The other books of Klehr’s that I’ve read and enjoyed have all been spiritual, but in a non-religious way. The story in this book counts as paranormal, but it felt a good bit less fantastical. Why? Because this is all about dreams. We’ve all experienced the paranormal quality of dreams. 

It is hard to categorize this as a romance, this story of the disintegration of a gay couple’s seven-year relationship. Oddly enough, although I’m an older man approaching his 46th anniversary, it really cut close to the bone. One doesn’t live forty-six years with another man without thinking about nearly every issue that Klehr’s two protagonists have to face. 

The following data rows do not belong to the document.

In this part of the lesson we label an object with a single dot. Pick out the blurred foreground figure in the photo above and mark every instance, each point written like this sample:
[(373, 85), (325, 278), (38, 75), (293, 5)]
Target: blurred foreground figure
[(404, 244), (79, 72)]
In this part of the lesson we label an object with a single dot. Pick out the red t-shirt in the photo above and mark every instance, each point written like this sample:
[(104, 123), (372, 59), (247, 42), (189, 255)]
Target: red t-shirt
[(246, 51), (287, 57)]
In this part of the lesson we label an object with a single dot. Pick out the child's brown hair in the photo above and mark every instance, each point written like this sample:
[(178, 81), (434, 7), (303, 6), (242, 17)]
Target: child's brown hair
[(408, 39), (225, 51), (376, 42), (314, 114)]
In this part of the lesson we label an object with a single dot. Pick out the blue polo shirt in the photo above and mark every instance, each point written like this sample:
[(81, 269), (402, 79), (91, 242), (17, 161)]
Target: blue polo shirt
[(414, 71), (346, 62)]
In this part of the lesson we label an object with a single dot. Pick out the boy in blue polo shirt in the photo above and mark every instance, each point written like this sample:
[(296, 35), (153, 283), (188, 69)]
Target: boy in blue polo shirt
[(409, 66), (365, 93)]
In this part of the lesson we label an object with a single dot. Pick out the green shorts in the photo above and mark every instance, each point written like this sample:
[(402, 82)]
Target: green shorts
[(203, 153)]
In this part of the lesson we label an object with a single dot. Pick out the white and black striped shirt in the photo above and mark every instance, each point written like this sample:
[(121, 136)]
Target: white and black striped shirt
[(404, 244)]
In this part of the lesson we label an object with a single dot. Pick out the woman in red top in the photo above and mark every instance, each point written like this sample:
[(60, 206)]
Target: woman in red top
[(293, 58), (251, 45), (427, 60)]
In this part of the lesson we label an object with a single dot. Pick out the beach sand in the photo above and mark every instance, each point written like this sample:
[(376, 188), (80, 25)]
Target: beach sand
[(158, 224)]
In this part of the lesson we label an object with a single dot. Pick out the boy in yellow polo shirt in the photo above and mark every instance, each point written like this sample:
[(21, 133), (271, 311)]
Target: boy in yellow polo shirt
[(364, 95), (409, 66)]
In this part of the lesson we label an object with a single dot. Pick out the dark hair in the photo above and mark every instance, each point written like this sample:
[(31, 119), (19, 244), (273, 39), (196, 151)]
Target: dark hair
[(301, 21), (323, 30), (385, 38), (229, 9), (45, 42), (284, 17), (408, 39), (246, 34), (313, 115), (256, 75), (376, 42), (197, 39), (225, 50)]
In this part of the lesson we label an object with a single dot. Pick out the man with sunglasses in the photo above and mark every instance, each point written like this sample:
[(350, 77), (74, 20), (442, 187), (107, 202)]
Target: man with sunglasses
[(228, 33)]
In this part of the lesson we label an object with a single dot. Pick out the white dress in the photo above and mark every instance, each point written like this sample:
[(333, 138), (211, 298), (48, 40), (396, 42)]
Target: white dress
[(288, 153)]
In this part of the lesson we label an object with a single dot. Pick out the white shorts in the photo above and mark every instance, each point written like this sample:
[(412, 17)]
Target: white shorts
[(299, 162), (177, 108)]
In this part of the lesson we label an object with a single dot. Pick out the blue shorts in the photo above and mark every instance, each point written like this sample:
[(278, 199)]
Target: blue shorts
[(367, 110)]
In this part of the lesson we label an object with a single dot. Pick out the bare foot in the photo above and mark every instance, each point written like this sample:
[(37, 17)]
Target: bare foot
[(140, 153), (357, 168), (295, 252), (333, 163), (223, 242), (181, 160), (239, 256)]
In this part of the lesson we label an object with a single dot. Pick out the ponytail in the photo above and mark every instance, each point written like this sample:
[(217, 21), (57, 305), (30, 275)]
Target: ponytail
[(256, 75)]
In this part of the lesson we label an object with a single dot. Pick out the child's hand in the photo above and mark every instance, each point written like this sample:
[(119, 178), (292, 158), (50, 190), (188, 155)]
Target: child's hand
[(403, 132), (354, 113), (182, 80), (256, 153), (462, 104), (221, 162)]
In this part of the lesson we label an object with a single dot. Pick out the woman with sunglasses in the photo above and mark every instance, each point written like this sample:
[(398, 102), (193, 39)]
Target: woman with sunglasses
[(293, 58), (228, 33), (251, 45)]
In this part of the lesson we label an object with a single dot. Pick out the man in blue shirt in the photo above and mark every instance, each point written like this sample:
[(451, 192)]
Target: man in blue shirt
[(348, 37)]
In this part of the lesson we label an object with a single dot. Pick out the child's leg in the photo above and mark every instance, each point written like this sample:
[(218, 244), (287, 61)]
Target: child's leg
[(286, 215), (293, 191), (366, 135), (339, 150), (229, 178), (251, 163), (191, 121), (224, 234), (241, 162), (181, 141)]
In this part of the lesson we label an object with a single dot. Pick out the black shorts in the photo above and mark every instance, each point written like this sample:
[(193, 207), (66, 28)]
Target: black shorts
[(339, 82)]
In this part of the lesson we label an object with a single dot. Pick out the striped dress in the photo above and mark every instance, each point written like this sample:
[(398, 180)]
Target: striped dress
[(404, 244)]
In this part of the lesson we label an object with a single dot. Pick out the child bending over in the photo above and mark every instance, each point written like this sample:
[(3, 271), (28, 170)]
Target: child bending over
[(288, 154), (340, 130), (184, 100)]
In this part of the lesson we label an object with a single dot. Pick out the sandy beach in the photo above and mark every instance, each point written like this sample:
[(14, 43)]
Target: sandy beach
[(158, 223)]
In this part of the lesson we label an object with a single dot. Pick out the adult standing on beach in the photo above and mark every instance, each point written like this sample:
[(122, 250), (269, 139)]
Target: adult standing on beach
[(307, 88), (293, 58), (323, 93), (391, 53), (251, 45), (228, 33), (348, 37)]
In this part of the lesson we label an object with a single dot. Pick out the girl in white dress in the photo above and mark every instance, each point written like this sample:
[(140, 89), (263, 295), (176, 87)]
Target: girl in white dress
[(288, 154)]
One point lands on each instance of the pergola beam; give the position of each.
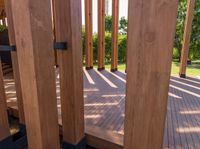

Stanley and Francesco are an Australian couple in their forties; Stanley is right on the edge of fifty, which is something of a critical detail. He is not only facing a daunting mid-life crisis—the undeniable loss of youth—but he is also facing the loss of his longtime partner, for reasons that are not entirely clear. Yeah, it’s about sex, but it’s not really about sex. 

In his dreams, Stanley meets Asher, a twenty-one year old, who becomes his confidante and paramour. Once more, it is not just dreams; Asher is part of a spiritual world in which he is one of The Midnight Men, whose role it is to enter people’s dreams and guide their souls—themselves—to a better place. 

What ends up happening for the reader is a surprisingly detailed study of the relationship between Stanley and Francesco. It is easy to take sides at first, but it becomes less clear cut as the author probes more deeply into both characters. As we see them for who they really are, we begin to understand how their path has gone astray. 

I want to give props to the author for giving us Adelaide, Stanley’s mother. At first presented as slightly surreal, almost an archetype, she becomes more interesting and more vivid as the story progresses. She is rooted in Stanley’s past, while Asher is rooted in his present (if only in dreams). Both of them play crucial roles in the way the narrative plays out. 

Last week my grown son (my husband and I adopted two children twenty-five years ago) asked me, out of the blue, “Why did Daddy stay with you all these years?” I had no idea what to tell him. This book gave me some ideas.

Four stars.

The Reviewer

Ulysses Grant Dietz grew up in Syracuse, New York, where his Leave It to Beaver life was enlivened by his fascination with vampires, from Bela Lugosi to Barnabas Collins. He studied French at Yale, and was trained to be a museum curator at the University of Delaware. A curator since 1980, Ulysses has never stopped writing fiction for the sheer pleasure of it. He created the character of Desmond Beckwith in 1988 as his personal response to Anne Rice’s landmark novels. Alyson Books released his first novel, Desmond, in 1998. Vampire in Suburbia, the sequel to Desmond, is his second novel.

Ulysses lives in suburban New Jersey with his husband of over 41 years and their two almost-grown children.

By the way, the name Ulysses was not his parents’ idea of a joke: he is a great-great grandson of Ulysses S. Grant, and his mother was the President’s last living great-grandchild. Every year on April 27 he gives a speech at Grant’s Tomb in New York City.